Some people can design rock supports. Some can’t.
Engineering and Art
Having a feel for the rock’s center of gravity (purpose) helps in creating a stable design, requiring no “glue” or connections.
Actually it’s an art form, in popular practice today, with several books written on the subject—best known being: “Center of Gravity: A Guide to the Practice of Rock Balancing,” by Peter Juhl. How fascinating and a good start for our purposes as well.
In our search to landscape with rock, we’ll want to look at walls, sculptures, garden settings, support elements and natural formations to fire up our aspirations to achieve, not only a connection with rocks, but to add to our unique and inspired design vocabulary. Another nice thing about rocks as design elements is that they’re easily sold to owners as maintenance-free and an artistic element commonly admired.
Called a “Gabion” wall because it holds rocks within a metal grid confinement, apparently it’s a retaining wall and… a nice idea for address signage. Hard to tell the scale, but it looks significant enough to be commercial. Definitely an original design and quite handsome, this type of rock treatment runs around the country.

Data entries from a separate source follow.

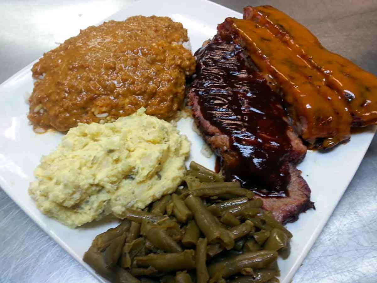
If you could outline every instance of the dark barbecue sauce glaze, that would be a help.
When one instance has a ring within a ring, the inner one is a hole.
[[[280,96],[248,60],[231,35],[216,35],[195,53],[196,76],[192,89],[201,112],[222,134],[236,158],[224,158],[221,166],[227,181],[262,195],[284,197],[290,180],[290,127]]]

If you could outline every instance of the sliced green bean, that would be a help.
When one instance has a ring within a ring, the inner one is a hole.
[[[242,224],[229,229],[229,232],[233,238],[236,240],[247,235],[252,232],[254,228],[254,225],[253,222],[247,220]]]
[[[184,235],[182,238],[182,244],[186,247],[192,247],[196,245],[200,236],[200,231],[194,220],[188,221]]]
[[[147,219],[153,223],[156,223],[166,218],[169,218],[164,215],[128,208],[124,209],[121,216],[123,218],[140,224],[143,219]]]
[[[244,247],[244,245],[245,245],[245,243],[246,243],[247,240],[247,239],[245,237],[239,239],[234,242],[234,246],[233,248],[238,251],[242,251],[242,249]]]
[[[265,268],[277,258],[277,253],[273,251],[246,252],[229,257],[219,262],[213,263],[208,267],[208,272],[211,277],[220,273],[222,277],[227,278],[240,272],[245,268]]]
[[[155,201],[152,205],[150,212],[156,214],[163,215],[166,211],[166,206],[170,201],[171,197],[170,195],[166,195],[162,198]]]
[[[206,263],[207,258],[207,239],[201,238],[198,241],[195,254],[196,266],[196,283],[207,283],[209,275]]]
[[[280,281],[276,277],[274,277],[269,280],[267,283],[280,283]]]
[[[231,227],[237,226],[241,224],[241,222],[236,217],[231,213],[228,212],[224,214],[220,218],[220,221],[225,225]]]
[[[140,281],[134,277],[128,271],[123,268],[118,268],[116,273],[119,283],[140,283]]]
[[[222,212],[230,206],[241,205],[249,201],[246,197],[233,198],[229,200],[212,205],[208,208],[208,209],[215,216],[220,216]]]
[[[265,230],[266,231],[271,231],[272,230],[272,227],[267,224],[264,220],[262,221],[257,215],[256,215],[255,217],[248,217],[247,220],[254,223],[255,227],[259,228],[261,230]]]
[[[210,243],[220,241],[227,249],[234,246],[234,240],[230,232],[218,223],[217,220],[207,209],[201,200],[192,195],[188,196],[185,203],[194,215],[196,225]]]
[[[190,163],[190,168],[191,170],[189,170],[188,172],[188,174],[190,174],[190,172],[197,172],[199,173],[198,175],[199,176],[202,177],[202,178],[209,180],[209,181],[223,182],[224,181],[224,177],[222,174],[216,173],[204,166],[198,164],[195,161],[192,161]],[[198,177],[202,181],[202,179]]]
[[[261,249],[262,247],[253,238],[248,239],[242,248],[244,252],[256,252]]]
[[[135,267],[129,270],[130,273],[135,277],[150,276],[158,274],[158,271],[155,268],[149,266],[147,268]]]
[[[223,211],[224,213],[231,213],[235,216],[239,216],[253,208],[259,208],[263,205],[263,201],[260,198],[250,200],[247,202],[230,206]]]
[[[276,271],[274,269],[259,269],[255,271],[253,275],[240,276],[230,283],[264,283],[273,278],[276,274]]]
[[[175,277],[170,274],[165,275],[162,276],[160,282],[161,283],[175,283]]]
[[[192,283],[192,280],[185,271],[177,272],[175,275],[175,283]]]
[[[98,250],[106,248],[113,239],[124,233],[128,232],[130,226],[130,221],[124,220],[115,228],[110,228],[106,232],[96,236],[92,243],[92,246],[97,247]]]
[[[270,237],[263,245],[263,248],[269,251],[278,251],[287,247],[288,240],[285,233],[274,228],[271,230]]]
[[[212,258],[224,250],[224,248],[220,244],[209,245],[207,246],[207,255]]]
[[[255,239],[255,240],[257,241],[257,243],[262,245],[270,237],[270,231],[262,230],[259,232],[254,233],[253,235],[254,238]]]
[[[141,226],[142,234],[155,247],[168,252],[183,251],[181,246],[158,225],[152,225],[144,219]]]
[[[140,282],[141,283],[159,283],[159,281],[156,280],[153,280],[150,278],[147,278],[145,277],[142,277],[140,278]]]
[[[173,201],[170,200],[166,206],[166,214],[170,216],[173,213],[173,210],[174,208],[174,204],[173,203]]]
[[[198,188],[194,188],[194,189],[185,193],[184,195],[189,193],[196,197],[216,197],[224,198],[246,196],[251,199],[255,195],[253,192],[241,188],[238,183],[234,182],[202,183]]]
[[[178,195],[172,195],[172,200],[174,204],[173,212],[177,219],[181,223],[185,223],[187,220],[192,218],[192,212],[190,211]]]
[[[276,228],[282,231],[289,238],[291,238],[293,237],[292,233],[282,225],[281,223],[276,221],[270,212],[267,211],[262,211],[261,213],[258,215],[258,216],[261,219],[264,220],[267,225],[273,228]]]
[[[150,254],[145,257],[136,257],[138,266],[152,266],[160,271],[169,272],[195,269],[195,252],[187,249],[182,252],[172,254]]]
[[[140,236],[140,225],[137,222],[132,221],[131,223],[131,227],[130,228],[130,232],[126,239],[127,243],[131,242],[136,240]]]
[[[125,268],[131,267],[133,258],[137,255],[145,255],[145,241],[139,238],[130,243],[126,243],[123,247],[119,260],[119,265]]]
[[[129,224],[130,225],[130,223]],[[113,268],[120,256],[126,241],[126,232],[123,230],[125,224],[122,223],[121,225],[96,237],[83,258],[96,272],[110,280],[113,281],[116,277]],[[129,227],[128,225],[127,226]],[[107,232],[109,234],[106,234]],[[114,237],[116,235],[117,237]]]

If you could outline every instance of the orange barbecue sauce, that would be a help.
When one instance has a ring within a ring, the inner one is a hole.
[[[307,28],[269,6],[247,7],[244,18],[266,27],[312,68],[322,74],[325,83],[340,93],[355,126],[377,123],[377,77],[321,45]]]
[[[238,35],[271,88],[282,89],[299,134],[312,146],[331,147],[349,138],[351,126],[377,123],[377,78],[270,6],[244,12],[247,20],[228,18],[223,26]]]
[[[312,145],[319,138],[334,138],[336,143],[348,139],[352,117],[339,94],[323,83],[323,76],[265,27],[250,21],[231,20],[260,71],[271,75],[283,89],[302,138]]]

This special place can be found off Caves Road, 3 hours south of Perth (on the way to Margaret River). The relentless crashing of the turbulent Indian Ocean waves have carved out a series of canals, leaving crests of weathered, granite rocks.
This spiral is a wonderful example of mastering the art of geometry to achieve a unique contribution to the landscape. Enjoy it at Mt. Tomah, along with other lovely features.
Can’t resist this designer’s sense of “delightful” in playing the delicate scale and joyful plant colors against the brooding gray gravity of big, clunky rocks. Then put an orb in there, just to catch the eye. Nice.
How could you prevent a smile from breaking out looking at something like this? The folks on Bruny Island started it and the occasional passerby adds to it over time. How lovely is that?